Understanding and Predicting Performance of Cloud-based Data Warehouses

Understanding and Predicting Performance of Cloud-based Data Warehouses


Thanaa Ghanem


Cloud-based data warehouses and online analytical processing (OLAP) engines offer considerable advantages. Some allow one to change the number of processors from query to query, while others allow one to avoid paying for processing power and/or storage when there is no query load. However, there is a myriad of parallel data warehouse systems available for the cloud. Moreover, the various options on Amazon Web Services (AWS) offer different combinations of number of nodes, number of processors per node, and storage speed. Hence, a user with a workload who desires to move to the cloud faces these choices, and must (somehow) optimize his/her configuration and choice of DBMSs.

In this project, our ultimate goal is to develop a cloud adviser that will accept as input an analytical workload and a function to be optimized (e.g., minimum cost or minimum average response time) and find a close to optimal cloud configuration for that workload. The main idea of the cloud adviser is to run the workload (or a sample thereof) on one DBMS on one AWS configuration and predict performance on other DBMSs and configurations. In this way, the adviser will help the user to choose the best combination of DBMS and cloud configuration that optimizes his/her metric of choice.

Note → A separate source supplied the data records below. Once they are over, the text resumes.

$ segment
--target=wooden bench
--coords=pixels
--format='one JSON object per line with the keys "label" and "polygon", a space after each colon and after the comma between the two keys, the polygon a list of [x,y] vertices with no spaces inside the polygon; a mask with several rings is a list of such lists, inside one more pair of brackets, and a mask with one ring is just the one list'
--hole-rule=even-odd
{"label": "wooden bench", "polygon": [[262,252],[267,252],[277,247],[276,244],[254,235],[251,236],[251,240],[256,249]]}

As a first step towards our ultimate goal, we conducted an experimental study to understand, compare, and contrast the following five popular OLAP offerings for AWS: Hive, Presto, Redshift, Redshift spectrum, and Verica. Some of these offerings use the S3 file system for storage; others use the AWS Enterprise Block Store (EBS) and include proprietary files systems. In the same time, all engines can run across a variable number of AWS nodes, and could use a variable number of CPUs per node.

In this presentation, I am going to talk about the setup of our experimental study and present some results. I also going to discuss several (unexplainable) anomalies that rendered our predictive modeling attempts problematic. Finally, I am going to present a predictive model for ‘Presto’ that can predict performance of a given query upon scaling up the AWS cluster.